Również na torze siedem proponowanych siatek uległo licznym awariom. Po raz pierwszy ogłoszona liczba 170 zawodników lista zgłoszeń skurczyła się do 100 jednostek ze względu na ograniczenia w podróżowaniu dla zagranicznych pilotów. Jeśli możemy obawiać się o atrakcyjność kategorii B (sprzed 1961 r.) i D (1961–1965) z zaledwie 9 jednomiejscowymi samochodami w każdej, spektakl będzie gwarantowany wśród nowocześniejszych F1, których 20 F1 pochodzi z końca lata 1970.

To właśnie na tym polu znajdziemy byłego kierowcę Jeana-Denisa Delétraza czy inicjatora zespołu Racing Team Nederland w Wytrzymałość, Frits Van Eerd. Headlinerami będą jednak w polu F z Jeanem Alesi i René Arnoux, dopasowane do Ferrari 312 B3 z 1974 roku, naprzeciwko trzykrotnego zwycięzcy 24 godziny Le Mans, Marco Werner (Lotus 77 z 1976).

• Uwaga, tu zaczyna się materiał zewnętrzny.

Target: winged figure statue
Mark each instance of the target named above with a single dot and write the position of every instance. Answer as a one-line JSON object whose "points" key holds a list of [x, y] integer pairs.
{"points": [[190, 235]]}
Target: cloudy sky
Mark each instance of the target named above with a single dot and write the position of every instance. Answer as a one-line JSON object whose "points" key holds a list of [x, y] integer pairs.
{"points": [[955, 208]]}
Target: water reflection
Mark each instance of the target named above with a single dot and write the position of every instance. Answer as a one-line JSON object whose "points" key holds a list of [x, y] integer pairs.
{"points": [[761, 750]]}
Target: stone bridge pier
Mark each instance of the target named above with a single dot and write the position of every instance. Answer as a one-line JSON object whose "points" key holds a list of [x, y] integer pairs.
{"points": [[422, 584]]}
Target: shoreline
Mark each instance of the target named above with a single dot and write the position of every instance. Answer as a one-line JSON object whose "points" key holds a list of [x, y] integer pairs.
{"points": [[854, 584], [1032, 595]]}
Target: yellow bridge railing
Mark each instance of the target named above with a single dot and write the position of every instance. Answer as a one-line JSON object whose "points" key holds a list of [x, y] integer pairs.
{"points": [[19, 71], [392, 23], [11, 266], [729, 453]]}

Historycznemu Grand Prix Monako będzie towarzyszyć aukcja pod patronatem Bonhams, połączona z bezpłatnymi treningami, które odbędą się 23 kwietnia. Wśród 32 oferowanych samochodów wyróżnia się kilka samochodów, począwszy od wspaniałego Delayahe 135 S z 1936 r. Wyceniony na 850 000–1,1 mln euro, wziął udział w 24-godzinnym wyścigu Le Mans w 1939 r. (opuszczony) i niedawno został odrestaurowany.

 

 

Już pierwsze Ferrari 550 Maranello zmodyfikowane (za zgodą firmy-matki) do wyścigów jest również w sprzedaży za 500-700 000 euro. To GTLM Compétition Coupé, prowadzone przez Alaina Ferté-Ange Barde-Gaëla Lesoudiera w 2003 r. (przejście na emeryturę o 21. godzinie).

 

Medhiego Casauranga

Pasjonat historii sportów motorowych we wszystkich dyscyplinach, nauczyłem się czytać dzięki AUTOhebdo. Przynajmniej tak mówią wszyscy moi rodzice, kiedy widzą moje imię w środku!